What was excluded, according to the footage from Vice, was more disconcerting. Ye claimed that he’d rather his kids learn about Hanukkah than Kwanzaa since “at least it would come with some financial engineering.” His assertion that “professional actors” had been “placed into my house to sexualize my kids.” He said he trusted Latinos more than “certain other businessmen” — a vague descriptor he used to “be safe.” Ye also told Carlson that he had “visions that God gives me, just over and over, on community building and how to build these free energy, kinetic, fully kinetic energy communities.”

Both in the snippets Vice obtained and what made it on the air, Carlson mostly nodded along with Ye’s commentary. There is no obvious effort to question Ye’s assertions or to express uncertainty about moving forward with the interview at all.

What emerges from the fuller context provided by the Vice segments, really, is that Carlson wasn’t really interested in interviewing Ye or presenting his views to his audience. Instead, it’s that Carlson wanted to present a very specific version of Ye to his viewers, a Ye that mirrored Carlson’s rhetoric on race and politics and didn’t go much further.

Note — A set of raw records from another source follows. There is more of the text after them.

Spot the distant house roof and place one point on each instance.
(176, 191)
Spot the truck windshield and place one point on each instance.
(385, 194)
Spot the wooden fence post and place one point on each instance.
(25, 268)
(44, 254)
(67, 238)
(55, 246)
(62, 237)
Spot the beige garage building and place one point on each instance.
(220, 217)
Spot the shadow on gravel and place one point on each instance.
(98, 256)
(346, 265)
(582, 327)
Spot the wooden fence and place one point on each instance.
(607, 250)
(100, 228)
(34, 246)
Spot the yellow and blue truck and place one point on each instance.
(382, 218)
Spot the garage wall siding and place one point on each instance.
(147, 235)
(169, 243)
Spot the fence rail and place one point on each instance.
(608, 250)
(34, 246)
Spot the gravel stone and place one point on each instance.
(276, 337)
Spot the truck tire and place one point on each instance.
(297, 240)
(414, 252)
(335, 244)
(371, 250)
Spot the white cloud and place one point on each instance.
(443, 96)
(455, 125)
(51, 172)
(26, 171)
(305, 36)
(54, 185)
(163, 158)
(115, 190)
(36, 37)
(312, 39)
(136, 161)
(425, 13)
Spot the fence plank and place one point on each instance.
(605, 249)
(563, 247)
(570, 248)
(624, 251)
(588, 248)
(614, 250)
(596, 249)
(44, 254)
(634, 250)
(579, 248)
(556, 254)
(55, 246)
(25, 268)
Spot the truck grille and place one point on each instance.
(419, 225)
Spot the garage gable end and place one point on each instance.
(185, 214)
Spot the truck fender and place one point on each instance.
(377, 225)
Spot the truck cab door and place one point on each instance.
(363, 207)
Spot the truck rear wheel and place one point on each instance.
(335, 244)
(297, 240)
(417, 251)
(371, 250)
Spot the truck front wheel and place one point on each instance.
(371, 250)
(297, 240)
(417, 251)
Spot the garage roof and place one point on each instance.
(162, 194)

As Vice’s Anna Merlan points out, Ye’s admission that he’d been vaccinated against the coronavirus — something Carlson has undermined repeatedly for more than a year — was excluded from what aired. Carlson, it seems, wanted his audience to see Ye saying particular things and not to fret over Ye’s rationality. So he and his team cobbled together two days of shows that did that.

The interview was immediately reframed after Ye was suspended from social media for his comments about Jewish people. In his show Monday night, though, Carlson didn’t address that. Instead, he invited conservative commentator Candace Owens on to discuss the initial trigger for his Ye interview: those “White Lives Matter” shirts. Owens wore one, too, invited that same day by Ye to participate in the stunt — which Ye compared to standing in front of tanks in Tiananmen Square.

“The worst thing that you can be in this country, far from what they’re telling you, I would say two things,” Owens told Carlson. “First and foremost, a Black child in the womb of its mother. That is the most unsafe place for a Black child to be. The second thing is a White straight male.”

That’s the message Carlson wants his audience to hear. He wants his viewers to hear that their sense of victimization is valid and that Black Lives Matter is about their own subjugation, not the systemic constraints of race. He wants to present Candace Owens and Ye, Black celebrities, as the faces of such messages.

His interview with Ye got to the desired points, burdened though it was with the musician’s other, objectively eyebrow-raising offerings. So he trimmed those off and then insisted that Ye hadn’t said anything eyebrow-raising at all.

In one of the clips obtained by Vice, Ye offers an odd analogy.

“Think about us judging each other on how White we could talk would be like, you know, a Jewish person judging another Jewish person on how good they danced or something,” he said. He paused, saying he worried that people might get mad about the comment. “I probably want to edit that out.”

Carlson waved his hand with finality. “Done,” he said. Ye could rest assured that Carlson would be judicious about what he did and didn’t show on the air.